This guy sucks. He is here on the premise that he is going to help me, but all he has done is make me very nervous, make me very upset, and he is questioning my parenting skills.
I feel like saying: Oh, you’re not going to come and get me? Really? That’s what you yahoos do. You live for river rescues. You live for coming in with your big brass balls, with your rescue boats and life lines. This is why you signed up dude. To save dumb asses like me in your little rescue skiff. If I call 9 1 1 and say I have 4 children who are in danger, you really aren’t going to send in the Calvary? F-YOU!

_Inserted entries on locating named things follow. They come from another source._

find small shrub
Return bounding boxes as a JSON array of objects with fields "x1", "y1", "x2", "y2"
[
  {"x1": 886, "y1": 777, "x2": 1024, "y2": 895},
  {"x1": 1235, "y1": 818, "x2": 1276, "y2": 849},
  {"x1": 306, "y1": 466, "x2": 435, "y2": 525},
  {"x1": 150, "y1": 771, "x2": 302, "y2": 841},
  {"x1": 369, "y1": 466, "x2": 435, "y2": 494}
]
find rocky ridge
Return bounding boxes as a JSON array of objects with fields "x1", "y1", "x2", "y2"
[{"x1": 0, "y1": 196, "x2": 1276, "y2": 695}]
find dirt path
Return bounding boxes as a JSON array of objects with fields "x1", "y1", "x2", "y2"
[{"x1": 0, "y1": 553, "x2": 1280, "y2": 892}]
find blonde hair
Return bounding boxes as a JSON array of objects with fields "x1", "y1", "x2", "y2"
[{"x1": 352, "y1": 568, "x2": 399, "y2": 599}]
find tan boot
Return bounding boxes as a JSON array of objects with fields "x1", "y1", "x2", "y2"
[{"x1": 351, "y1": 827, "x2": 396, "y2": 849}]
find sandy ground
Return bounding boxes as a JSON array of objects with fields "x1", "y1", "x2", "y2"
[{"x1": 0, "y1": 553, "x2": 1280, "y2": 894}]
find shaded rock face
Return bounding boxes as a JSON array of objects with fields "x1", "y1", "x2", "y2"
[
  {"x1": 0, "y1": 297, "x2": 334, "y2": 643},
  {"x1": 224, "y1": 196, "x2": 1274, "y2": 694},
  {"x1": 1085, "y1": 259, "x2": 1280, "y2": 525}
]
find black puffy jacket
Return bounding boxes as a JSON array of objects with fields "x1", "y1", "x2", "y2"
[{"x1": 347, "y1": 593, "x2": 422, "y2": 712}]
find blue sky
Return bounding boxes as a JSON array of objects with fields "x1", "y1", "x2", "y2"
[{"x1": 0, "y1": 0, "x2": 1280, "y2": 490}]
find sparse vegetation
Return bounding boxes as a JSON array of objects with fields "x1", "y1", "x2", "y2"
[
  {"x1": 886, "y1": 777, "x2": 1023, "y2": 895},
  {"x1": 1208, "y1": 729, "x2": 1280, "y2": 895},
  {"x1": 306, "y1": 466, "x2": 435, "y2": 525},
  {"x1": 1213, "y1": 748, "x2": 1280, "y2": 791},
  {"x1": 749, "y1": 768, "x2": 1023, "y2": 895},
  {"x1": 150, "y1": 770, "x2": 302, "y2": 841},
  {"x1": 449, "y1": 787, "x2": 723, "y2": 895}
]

I almost ask this young guy how many floods he’s worked. Maybe one a year? He’s a county officer. How many times does the county he patrol flood? Once? Twice? Zero times a year?
I on the other hand, because of my job, probably cover 5 to 10 floods a year. In every county across the state. In my 20 year career that is 100 to 200 floods. All floods are the same. The water looks the same. The damage looks the same. The muddy water looks the same. The devastation is the same. The tears, the devastation, the anguish, FEMA, the fly overs, the disbelief.
SADLY; IT IS ALL THE SAME. HORRIFIC, BUT THE SAME.
I feel like saying; Look Johnny Law. Been there done that. Get out my face!
Before the long arm of the law arrived, I had patrolled the back yard. I had noticed a slowing of the river’s approach. It had been coming up at an alarming pace earlier in the evening, but now it was slowing, barely nipping at the garage door.
It was just what I needed to calm my frayed nerves. Then this douche arrives.
The sheriff didn’t want to deal with me anymore. I felt the contempt in his eyes.
How many people are in this house, he asks me.
Six, I respond.
He yells into the darkness; “Six souls Jim.”
Like we’re an airplane, I muse to myself. What are you going to do, paint a six on the door like this is some kind of bumpkin Hurricane Katrina.
He left and I felt a nausea filling my stomach. Five minutes ago, I was thinking that I had made the right decision, now I was feeling like my face was on a wanted poster at the Department of Children’s Services.
I go back in the house and sit down. Suddenly I cannot watch HBO. The war is just too loud. I get up and walk to the back deck. The water is ferocious and dark.
I sense it is there and I can’t tell whether it is receding or not. You see the thing about a river is; what’s happening at your house is all you care about, but the dynamic of a river is much more complex.
Where does it begin? What is going on there? Is it overflowing the banks up stream? Is that reducing the tension where you live? If so the river will recede. If the pressure below is backing up, then you might be the spot where the river decides to dump its fury. It’s impossible in the dark of night to know.
I turn on the news and all they have is storm tracking this and flood victim sound bites that.
It’s too much pressure.
“I’m going to bed,” I say.
It’s a tossing and turning kind of sleep where sleep never really gets to REM.
I wake up at 6am and rush to the window.
My bleary eyes look out and see green grass and driveway.
“WooooooHoooooo! We made it,” I scream.
The cats stare at me with big yawns. They don’t care. Their litter box is clean and their food bowl full.
“Yawn now felines, but you boys almost got orphaned,” I say to the cats.